🤖 AI Summary
This study addresses limitations in evaluating models for safety-critical NLP tasks by proposing expert agreement—not mere accuracy—as the core evaluation metric. Focusing on traffic accident narrative classification, we systematically benchmark BERT variants, Universal Sentence Encoder (USE), zero-shot classifiers, and LLMs (GPT-4, LLaMA-3, Qwen, Claude), quantifying human–model alignment via Cohen’s Kappa. We further interpret model decisions using PCA and SHAP. Results reveal a critical trade-off: high-accuracy models often rely on positional keywords, diverging from expert reasoning; conversely, LLMs—though lower in absolute accuracy—exhibit superior consistency with experts in temporal reasoning and contextual modeling. This work establishes expert agreement as a foundational dimension for safety-sensitive NLP evaluation, uncovering an inherent tension between accuracy and reliability in real-world deployment.
📝 Abstract
This study explores the relationship between deep learning (DL) model accuracy and expert agreement in the classification of crash narratives. We evaluate five DL models -- including BERT variants, the Universal Sentence Encoder (USE), and a zero-shot classifier -- against expert-labeled data and narrative text. The analysis is further extended to four large language models (LLMs): GPT-4, LLaMA 3, Qwen, and Claude.
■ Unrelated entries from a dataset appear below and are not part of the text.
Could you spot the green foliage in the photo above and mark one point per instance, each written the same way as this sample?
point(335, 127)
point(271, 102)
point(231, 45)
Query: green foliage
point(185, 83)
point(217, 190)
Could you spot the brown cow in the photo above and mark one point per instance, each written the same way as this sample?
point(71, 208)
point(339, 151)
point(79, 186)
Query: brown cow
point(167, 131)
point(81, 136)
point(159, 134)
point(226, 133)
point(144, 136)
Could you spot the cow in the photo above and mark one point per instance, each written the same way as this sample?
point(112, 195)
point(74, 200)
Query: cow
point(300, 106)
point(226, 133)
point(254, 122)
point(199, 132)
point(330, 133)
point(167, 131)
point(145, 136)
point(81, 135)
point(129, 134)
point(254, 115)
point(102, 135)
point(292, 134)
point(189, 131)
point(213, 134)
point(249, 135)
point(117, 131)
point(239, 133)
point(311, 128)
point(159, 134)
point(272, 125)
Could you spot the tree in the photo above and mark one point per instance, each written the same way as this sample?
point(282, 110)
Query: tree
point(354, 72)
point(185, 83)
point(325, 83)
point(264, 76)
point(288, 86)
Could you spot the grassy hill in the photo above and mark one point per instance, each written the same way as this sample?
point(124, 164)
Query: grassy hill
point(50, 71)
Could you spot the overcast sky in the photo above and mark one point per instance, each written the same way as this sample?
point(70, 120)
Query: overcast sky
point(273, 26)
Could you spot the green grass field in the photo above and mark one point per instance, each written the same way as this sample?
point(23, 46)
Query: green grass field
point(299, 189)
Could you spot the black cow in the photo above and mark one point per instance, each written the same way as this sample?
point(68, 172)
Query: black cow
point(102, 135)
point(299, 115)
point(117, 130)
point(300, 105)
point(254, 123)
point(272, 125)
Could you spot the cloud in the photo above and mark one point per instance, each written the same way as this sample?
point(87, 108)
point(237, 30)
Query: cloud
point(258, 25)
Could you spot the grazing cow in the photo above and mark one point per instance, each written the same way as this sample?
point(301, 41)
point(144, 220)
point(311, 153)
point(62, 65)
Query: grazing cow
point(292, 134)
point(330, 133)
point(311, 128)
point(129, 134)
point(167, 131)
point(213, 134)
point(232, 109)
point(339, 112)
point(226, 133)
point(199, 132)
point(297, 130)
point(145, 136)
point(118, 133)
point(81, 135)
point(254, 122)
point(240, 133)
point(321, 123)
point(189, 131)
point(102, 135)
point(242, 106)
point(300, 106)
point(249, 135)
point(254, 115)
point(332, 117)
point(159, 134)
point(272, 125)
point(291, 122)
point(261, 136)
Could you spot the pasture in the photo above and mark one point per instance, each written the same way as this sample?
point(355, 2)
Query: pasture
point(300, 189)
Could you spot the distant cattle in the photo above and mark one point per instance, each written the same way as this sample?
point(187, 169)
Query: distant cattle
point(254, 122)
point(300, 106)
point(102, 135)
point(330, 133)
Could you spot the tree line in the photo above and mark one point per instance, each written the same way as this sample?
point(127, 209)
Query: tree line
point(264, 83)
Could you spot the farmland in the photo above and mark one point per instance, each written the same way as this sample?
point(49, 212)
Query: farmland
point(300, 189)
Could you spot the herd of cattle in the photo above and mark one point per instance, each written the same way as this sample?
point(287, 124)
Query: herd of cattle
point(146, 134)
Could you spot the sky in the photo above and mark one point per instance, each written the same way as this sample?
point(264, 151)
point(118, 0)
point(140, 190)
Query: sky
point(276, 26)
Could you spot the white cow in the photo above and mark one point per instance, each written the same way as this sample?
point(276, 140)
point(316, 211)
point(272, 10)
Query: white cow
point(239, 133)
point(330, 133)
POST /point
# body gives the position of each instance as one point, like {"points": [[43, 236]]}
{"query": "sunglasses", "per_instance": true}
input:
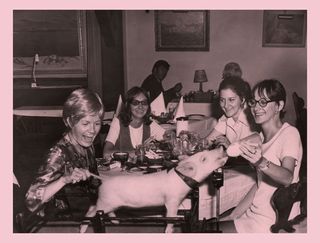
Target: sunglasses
{"points": [[137, 102], [262, 102]]}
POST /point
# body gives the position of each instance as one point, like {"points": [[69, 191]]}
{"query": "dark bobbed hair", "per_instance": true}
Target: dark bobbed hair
{"points": [[232, 69], [160, 63], [80, 103], [274, 90], [125, 115], [243, 90], [237, 85]]}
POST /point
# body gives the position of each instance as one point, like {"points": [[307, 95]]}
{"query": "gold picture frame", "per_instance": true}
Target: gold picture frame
{"points": [[57, 36], [182, 30], [284, 28]]}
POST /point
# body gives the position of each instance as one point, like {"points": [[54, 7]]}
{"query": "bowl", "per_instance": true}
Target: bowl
{"points": [[120, 156]]}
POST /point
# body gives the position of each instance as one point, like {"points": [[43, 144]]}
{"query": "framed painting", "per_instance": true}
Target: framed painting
{"points": [[57, 36], [182, 30], [284, 28]]}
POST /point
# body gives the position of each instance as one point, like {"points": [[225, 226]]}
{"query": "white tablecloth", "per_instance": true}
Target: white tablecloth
{"points": [[237, 182], [47, 111], [203, 126]]}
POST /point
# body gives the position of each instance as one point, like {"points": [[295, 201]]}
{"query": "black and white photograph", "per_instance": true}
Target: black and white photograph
{"points": [[159, 121]]}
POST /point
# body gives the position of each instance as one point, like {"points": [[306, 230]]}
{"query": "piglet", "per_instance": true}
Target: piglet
{"points": [[167, 188]]}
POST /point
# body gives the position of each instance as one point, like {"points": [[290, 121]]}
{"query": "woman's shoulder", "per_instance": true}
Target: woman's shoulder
{"points": [[289, 129]]}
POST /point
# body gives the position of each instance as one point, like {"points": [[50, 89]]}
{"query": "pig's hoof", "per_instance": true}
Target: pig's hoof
{"points": [[169, 230], [83, 227], [115, 221]]}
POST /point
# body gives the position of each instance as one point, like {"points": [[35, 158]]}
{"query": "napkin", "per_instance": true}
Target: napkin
{"points": [[179, 110], [119, 106], [15, 181], [158, 106]]}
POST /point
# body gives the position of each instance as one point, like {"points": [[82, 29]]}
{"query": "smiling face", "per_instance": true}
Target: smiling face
{"points": [[139, 110], [230, 103], [265, 114], [86, 129]]}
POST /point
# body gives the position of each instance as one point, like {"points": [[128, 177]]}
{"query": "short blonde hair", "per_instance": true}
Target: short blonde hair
{"points": [[80, 103]]}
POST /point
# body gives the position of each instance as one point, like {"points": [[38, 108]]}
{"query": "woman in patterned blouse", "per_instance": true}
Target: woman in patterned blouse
{"points": [[71, 161]]}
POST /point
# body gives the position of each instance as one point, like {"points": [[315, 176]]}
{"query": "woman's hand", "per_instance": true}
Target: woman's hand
{"points": [[77, 174], [221, 141], [251, 151]]}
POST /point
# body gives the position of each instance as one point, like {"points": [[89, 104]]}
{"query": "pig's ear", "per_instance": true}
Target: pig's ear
{"points": [[187, 169]]}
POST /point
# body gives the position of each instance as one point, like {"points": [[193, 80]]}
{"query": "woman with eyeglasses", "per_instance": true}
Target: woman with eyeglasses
{"points": [[277, 160], [237, 122], [133, 126]]}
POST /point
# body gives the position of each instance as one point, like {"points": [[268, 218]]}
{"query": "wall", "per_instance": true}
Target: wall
{"points": [[234, 36]]}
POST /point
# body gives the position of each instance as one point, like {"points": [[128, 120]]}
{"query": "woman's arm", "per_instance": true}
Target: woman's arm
{"points": [[282, 174], [112, 137], [108, 149], [52, 176], [213, 135], [244, 204], [78, 174]]}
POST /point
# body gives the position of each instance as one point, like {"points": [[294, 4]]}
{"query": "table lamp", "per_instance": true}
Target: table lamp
{"points": [[200, 77]]}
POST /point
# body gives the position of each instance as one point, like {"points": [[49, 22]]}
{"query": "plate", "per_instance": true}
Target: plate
{"points": [[143, 167], [155, 166]]}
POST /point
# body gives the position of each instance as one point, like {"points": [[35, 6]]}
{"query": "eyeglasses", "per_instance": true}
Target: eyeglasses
{"points": [[262, 102], [137, 102]]}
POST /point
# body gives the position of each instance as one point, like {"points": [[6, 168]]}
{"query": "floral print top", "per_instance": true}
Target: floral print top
{"points": [[60, 158]]}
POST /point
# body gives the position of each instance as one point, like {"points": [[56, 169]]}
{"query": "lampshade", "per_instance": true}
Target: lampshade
{"points": [[200, 77]]}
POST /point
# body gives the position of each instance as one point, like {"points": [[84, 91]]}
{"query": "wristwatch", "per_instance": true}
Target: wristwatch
{"points": [[265, 166]]}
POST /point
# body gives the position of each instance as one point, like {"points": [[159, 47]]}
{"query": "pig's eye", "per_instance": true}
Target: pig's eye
{"points": [[203, 159]]}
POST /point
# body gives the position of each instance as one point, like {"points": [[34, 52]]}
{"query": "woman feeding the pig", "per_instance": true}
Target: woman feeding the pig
{"points": [[237, 122], [277, 160], [133, 126], [70, 164]]}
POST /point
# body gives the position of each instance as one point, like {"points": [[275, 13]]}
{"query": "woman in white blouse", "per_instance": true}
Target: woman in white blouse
{"points": [[133, 126], [277, 160], [237, 122]]}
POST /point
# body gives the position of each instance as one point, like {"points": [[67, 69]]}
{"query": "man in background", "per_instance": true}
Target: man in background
{"points": [[153, 83]]}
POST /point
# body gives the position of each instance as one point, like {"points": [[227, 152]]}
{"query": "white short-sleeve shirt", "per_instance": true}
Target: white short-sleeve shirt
{"points": [[136, 134]]}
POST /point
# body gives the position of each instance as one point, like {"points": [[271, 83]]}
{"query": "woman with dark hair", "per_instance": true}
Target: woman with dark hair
{"points": [[133, 126], [71, 161], [231, 69], [237, 122], [277, 160]]}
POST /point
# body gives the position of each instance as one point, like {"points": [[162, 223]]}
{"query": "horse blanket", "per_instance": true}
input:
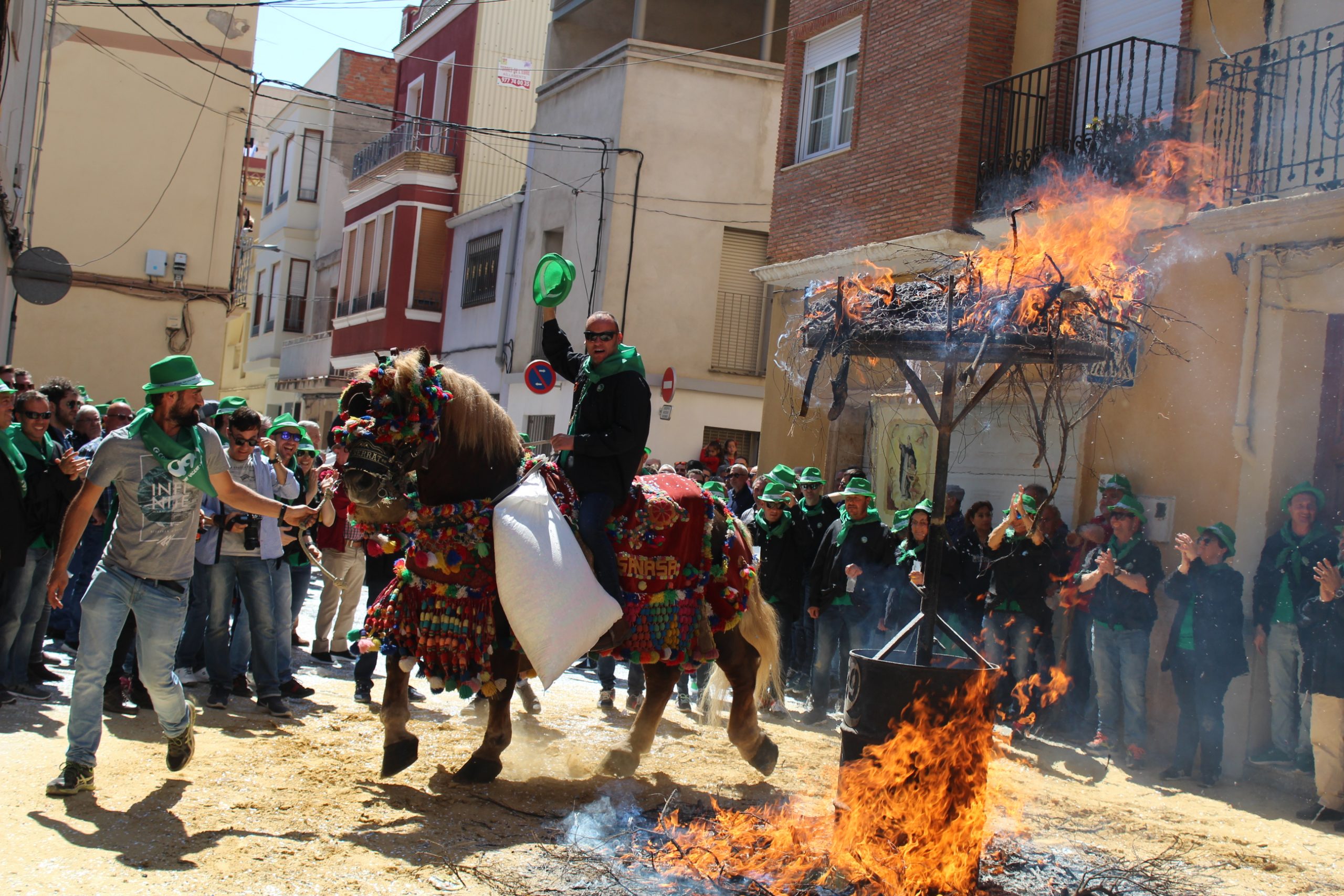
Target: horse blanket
{"points": [[680, 585]]}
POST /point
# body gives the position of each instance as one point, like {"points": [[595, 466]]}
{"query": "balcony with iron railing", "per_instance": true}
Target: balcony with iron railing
{"points": [[1276, 117], [413, 145], [1098, 109]]}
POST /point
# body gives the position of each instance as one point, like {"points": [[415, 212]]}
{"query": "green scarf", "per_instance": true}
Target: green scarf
{"points": [[906, 553], [779, 529], [1292, 554], [183, 457], [625, 358], [15, 457], [847, 522]]}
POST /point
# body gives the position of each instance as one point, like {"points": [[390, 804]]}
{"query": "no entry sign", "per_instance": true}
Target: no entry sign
{"points": [[668, 385], [539, 376]]}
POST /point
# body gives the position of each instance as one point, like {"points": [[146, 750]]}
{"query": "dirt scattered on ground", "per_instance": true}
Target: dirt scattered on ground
{"points": [[296, 806]]}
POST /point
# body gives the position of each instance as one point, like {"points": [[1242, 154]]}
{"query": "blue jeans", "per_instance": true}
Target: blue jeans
{"points": [[594, 511], [606, 676], [1011, 641], [159, 616], [1120, 666], [81, 574], [23, 598], [252, 577], [834, 624]]}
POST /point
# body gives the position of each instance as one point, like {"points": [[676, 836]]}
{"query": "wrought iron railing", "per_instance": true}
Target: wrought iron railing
{"points": [[1276, 116], [1098, 108], [411, 138], [428, 300]]}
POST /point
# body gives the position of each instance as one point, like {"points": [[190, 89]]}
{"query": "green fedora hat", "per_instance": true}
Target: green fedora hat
{"points": [[1225, 535], [553, 280], [783, 475], [175, 374], [1129, 504], [284, 422], [859, 487], [811, 476], [1303, 488], [230, 404]]}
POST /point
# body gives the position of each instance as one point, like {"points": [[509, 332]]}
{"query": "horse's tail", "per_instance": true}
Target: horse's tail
{"points": [[760, 628]]}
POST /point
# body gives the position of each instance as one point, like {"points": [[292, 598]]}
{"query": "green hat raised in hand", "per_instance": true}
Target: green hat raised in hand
{"points": [[553, 280], [859, 487]]}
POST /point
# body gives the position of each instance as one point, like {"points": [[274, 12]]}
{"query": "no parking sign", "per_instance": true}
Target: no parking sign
{"points": [[539, 376]]}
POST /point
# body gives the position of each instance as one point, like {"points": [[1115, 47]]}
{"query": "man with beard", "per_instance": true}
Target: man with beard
{"points": [[162, 465]]}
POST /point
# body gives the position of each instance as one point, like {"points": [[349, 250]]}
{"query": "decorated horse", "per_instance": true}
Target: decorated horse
{"points": [[430, 456]]}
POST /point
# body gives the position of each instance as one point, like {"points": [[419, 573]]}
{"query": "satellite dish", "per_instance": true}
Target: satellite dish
{"points": [[41, 276]]}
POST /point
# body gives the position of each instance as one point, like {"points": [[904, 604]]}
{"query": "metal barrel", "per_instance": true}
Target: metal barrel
{"points": [[878, 691]]}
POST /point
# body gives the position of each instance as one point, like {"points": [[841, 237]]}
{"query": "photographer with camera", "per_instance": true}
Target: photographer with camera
{"points": [[239, 550]]}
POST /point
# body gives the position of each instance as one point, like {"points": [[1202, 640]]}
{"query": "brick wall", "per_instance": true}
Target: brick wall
{"points": [[911, 162], [368, 78]]}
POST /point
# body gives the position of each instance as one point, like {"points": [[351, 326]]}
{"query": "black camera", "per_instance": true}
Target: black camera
{"points": [[252, 531]]}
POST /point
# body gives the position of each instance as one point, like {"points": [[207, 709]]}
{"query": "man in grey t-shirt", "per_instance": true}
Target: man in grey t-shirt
{"points": [[160, 467]]}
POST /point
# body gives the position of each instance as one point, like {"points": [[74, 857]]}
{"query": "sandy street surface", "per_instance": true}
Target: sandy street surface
{"points": [[296, 806]]}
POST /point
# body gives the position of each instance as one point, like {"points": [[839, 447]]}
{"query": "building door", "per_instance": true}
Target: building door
{"points": [[1330, 448]]}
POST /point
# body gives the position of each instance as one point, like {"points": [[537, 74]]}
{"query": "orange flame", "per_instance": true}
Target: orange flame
{"points": [[909, 820]]}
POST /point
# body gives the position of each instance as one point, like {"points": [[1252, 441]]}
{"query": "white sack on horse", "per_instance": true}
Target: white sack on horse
{"points": [[554, 604]]}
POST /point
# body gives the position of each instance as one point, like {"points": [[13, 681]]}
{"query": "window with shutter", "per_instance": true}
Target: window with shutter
{"points": [[296, 300], [483, 265], [310, 166], [830, 83], [740, 316], [430, 260]]}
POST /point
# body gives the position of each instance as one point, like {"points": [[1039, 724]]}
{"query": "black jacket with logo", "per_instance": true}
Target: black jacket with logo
{"points": [[611, 428]]}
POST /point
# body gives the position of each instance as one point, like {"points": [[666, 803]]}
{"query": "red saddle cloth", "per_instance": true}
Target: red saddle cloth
{"points": [[676, 581]]}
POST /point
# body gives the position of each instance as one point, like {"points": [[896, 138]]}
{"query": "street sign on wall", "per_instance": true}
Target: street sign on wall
{"points": [[539, 376], [668, 385]]}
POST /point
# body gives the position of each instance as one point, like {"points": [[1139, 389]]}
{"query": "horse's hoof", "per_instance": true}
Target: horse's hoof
{"points": [[398, 755], [765, 757], [620, 763], [479, 772]]}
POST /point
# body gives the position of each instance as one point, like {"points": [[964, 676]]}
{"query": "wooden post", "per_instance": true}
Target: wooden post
{"points": [[937, 520]]}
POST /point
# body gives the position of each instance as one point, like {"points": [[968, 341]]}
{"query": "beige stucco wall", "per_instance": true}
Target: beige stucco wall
{"points": [[113, 140]]}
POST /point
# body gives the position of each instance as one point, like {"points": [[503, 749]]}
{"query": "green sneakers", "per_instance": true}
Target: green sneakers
{"points": [[71, 779]]}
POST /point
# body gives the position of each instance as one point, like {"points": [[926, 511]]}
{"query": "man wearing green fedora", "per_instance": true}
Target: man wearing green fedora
{"points": [[160, 465], [1283, 585], [1205, 649], [1122, 577], [846, 585]]}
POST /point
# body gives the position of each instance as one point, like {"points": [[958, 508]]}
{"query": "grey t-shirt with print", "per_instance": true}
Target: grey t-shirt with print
{"points": [[158, 515]]}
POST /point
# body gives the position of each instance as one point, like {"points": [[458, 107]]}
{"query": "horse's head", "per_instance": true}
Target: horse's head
{"points": [[380, 461], [404, 417]]}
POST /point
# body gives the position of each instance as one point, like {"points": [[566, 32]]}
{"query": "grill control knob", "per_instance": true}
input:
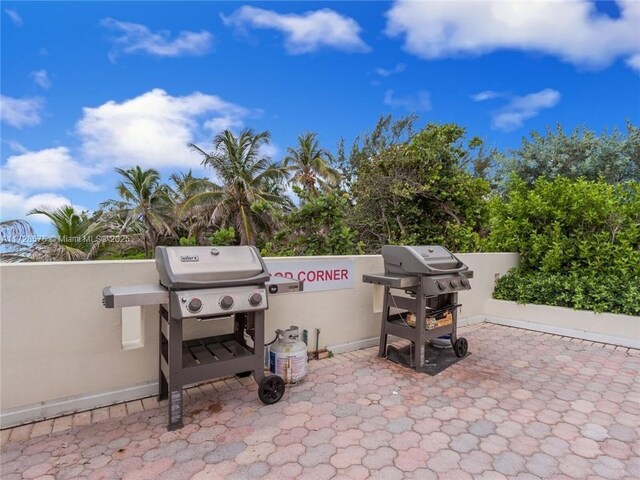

Our results reveal a counterintuitive trend: models with higher technical accuracy often exhibit lower agreement with domain experts, whereas LLMs demonstrate greater expert alignment despite relatively lower accuracy scores. To quantify and interpret model-expert agreement, we employ Cohen's Kappa, Principal Component Analysis (PCA), and SHAP-based explainability techniques. Findings indicate that expert-aligned models tend to rely more on contextual and temporal language cues, rather than location-specific keywords. These results underscore that accuracy alone is insufficient for evaluating models in safety-critical NLP applications. We advocate for incorporating expert agreement as a complementary metric in model evaluation frameworks and highlight the promise of LLMs as interpretable, scalable tools for crash analysis pipelines.